Camila Marques: Hoje, no bairro Mantiqueira (bairro de BH, localizado na região de Venda Nova) é um dos epicentros de casos de Covid. A região onde há a maior notificação de casos é o Bairro Lourdes** (Zona sul de BH). Mas, temos que partir da lógica de que, nos bairros de classe média, as pessoas com maior poder aquisitivo, ao sentirem qualquer sintoma, já fazem o teste. O que não acontece nos bairros onde os moradores possuem menor poder aquisitivo? Nos bairros mais simples, ao procurar uma unidade de saúde, se você não tiver em um estágio avançado, o profissional de saúde te manda de volta para casa. Não por negligência, mas por falta de insumos.

Selma Sueli Silva: E não adianta pensar que “é bom que leva uma leva de gente que não está produzindo tanto, gente que consome as políticas públicas e que gasta dinheiro do contribuinte brasileiro”. Não adianta pensar assim porque não existe uma necessidade em uma ponta que não chegue à outra. A pandemia também mostrou isso. Tudo começou lá na China. Não adianta falar que o vírus foi fabricado na China. Tudo que aconteceu lá refletiu em nós.

Camila Marques: Até porque, por trás da política pública, há muita burocracia. Não se trata de algo tão simples. Cento e quarenta mil pessoas são municípios inteiros, dependendo do país, são países inteiros. Os mortos da Covid-19 são pais, são mães, familiares. Como nos programas do Mundo Autista pontuamos: tudo começa a partir da gente. Tudo começa pela conscientização: “Ah gente, mas não dá para ficar em casa”. Cada um sabe da sua realidade. Vivemos em um país com mais de 12 milhões de pessoas desempregadas e 38 milhões na informalidade. Os auxílios sociais não chegam para todos. O “fique em casa” não pode ser resumido a “vou parar de trabalhar”. Não, tem gente que precisa trabalhar e essa não é a questão aqui. A questão é cada um fazer a sua parte. Hoje, a nossa equipe atua home office. Para nós, é mais tranquilo. Mas, se você precisa sair para trabalhar, lave suas mãos, leve seu álcool gel. Use sua máscara.

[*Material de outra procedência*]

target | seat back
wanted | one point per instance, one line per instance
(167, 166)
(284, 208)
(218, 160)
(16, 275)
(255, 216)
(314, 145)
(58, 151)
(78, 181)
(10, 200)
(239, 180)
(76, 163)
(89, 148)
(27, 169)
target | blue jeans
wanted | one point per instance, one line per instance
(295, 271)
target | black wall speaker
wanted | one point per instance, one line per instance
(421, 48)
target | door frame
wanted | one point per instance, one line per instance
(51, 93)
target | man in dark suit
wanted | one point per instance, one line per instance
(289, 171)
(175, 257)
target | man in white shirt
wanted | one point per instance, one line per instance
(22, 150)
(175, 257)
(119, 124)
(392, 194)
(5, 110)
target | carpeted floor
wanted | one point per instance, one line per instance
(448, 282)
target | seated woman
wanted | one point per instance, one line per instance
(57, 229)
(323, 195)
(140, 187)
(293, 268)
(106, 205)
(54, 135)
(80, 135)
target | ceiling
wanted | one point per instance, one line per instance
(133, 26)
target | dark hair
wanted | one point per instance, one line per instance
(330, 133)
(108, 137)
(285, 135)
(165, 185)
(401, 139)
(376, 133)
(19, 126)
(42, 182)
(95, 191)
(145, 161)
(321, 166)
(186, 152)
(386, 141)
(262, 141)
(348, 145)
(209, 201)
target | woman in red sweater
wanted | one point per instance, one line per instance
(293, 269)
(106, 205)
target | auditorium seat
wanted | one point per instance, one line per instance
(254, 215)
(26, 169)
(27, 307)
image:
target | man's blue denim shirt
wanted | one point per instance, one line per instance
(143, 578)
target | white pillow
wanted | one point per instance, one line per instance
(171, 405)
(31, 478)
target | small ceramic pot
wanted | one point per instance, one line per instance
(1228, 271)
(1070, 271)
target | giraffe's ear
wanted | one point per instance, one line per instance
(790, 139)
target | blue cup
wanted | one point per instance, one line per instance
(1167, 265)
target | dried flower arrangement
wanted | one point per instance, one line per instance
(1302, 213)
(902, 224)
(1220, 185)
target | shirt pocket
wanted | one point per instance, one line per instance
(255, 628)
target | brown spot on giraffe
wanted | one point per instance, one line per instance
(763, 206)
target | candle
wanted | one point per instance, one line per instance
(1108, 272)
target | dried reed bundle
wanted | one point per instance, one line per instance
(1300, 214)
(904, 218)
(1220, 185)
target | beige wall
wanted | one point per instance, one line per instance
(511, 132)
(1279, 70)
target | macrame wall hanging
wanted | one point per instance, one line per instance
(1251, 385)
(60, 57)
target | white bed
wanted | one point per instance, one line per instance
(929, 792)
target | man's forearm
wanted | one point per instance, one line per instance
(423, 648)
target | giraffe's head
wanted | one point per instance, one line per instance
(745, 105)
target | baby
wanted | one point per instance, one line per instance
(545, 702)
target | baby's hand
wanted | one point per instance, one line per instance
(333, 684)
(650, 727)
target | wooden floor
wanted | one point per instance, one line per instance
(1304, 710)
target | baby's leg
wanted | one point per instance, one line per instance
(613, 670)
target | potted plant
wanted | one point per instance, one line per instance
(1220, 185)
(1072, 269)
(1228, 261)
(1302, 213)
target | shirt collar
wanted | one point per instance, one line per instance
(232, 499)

Todas as vezes que vou ao comércio, eu sinto muita aflição ao ver as pessoas usando máscara errado. Se você que acompanha nosso programa é idoso e é aposentado, fique em casa. Eu sei que a saudade é grande e a solidão aperta. Faz seis meses que não vejo meus amigos, deixei de ir à escola, deixei de fazer meu exercício físico externo. Logo, não estou isenta. Mas, temos que fazer isso em prol de causas maiores. Em prol do que é maior. Se eu ficar doente, eu tenho mais chance de atravessar a doença que a minha mãe, que precisa sair para trabalhar. É a questão de pensar no próximo. Eu não sei as condições de você que nos acompanha, mas não se deixe afetar por essa vida tirana, essa realidade tão caótica que a gente está vivendo. Agora, estamos acompanhando as queimadas no Pantanal, declarações absurdas, a questão da vacina, na Caixa Econômica Federal temos filas enormes: tudo isso nos afeta. Mas, não deixe de cuidar de si, não deixe de cuidar dos seus. Não deixe de fazer a sua parte. Se perdermos a sensibilidade, não deixamos de ser cruel com o próximo e sim com nós mesmos.

Selma Sueli Silva: Uma pessoa importa. Com certeza, a ação de uma pessoa importa. Vamos fazer a nossa parte.

*Na semana em que gravamos o programa, o Brasil tinha registrado 126 mil mortes. Hoje, infelizmente, chegamos a 140 mil. Por isso, os dados da nossa versão em texto divergem dos dados relatados na versão vídeo.

**Conforme dados divulgados pela Prefeitura de Belo Horizonte (PBH) em junho deste ano.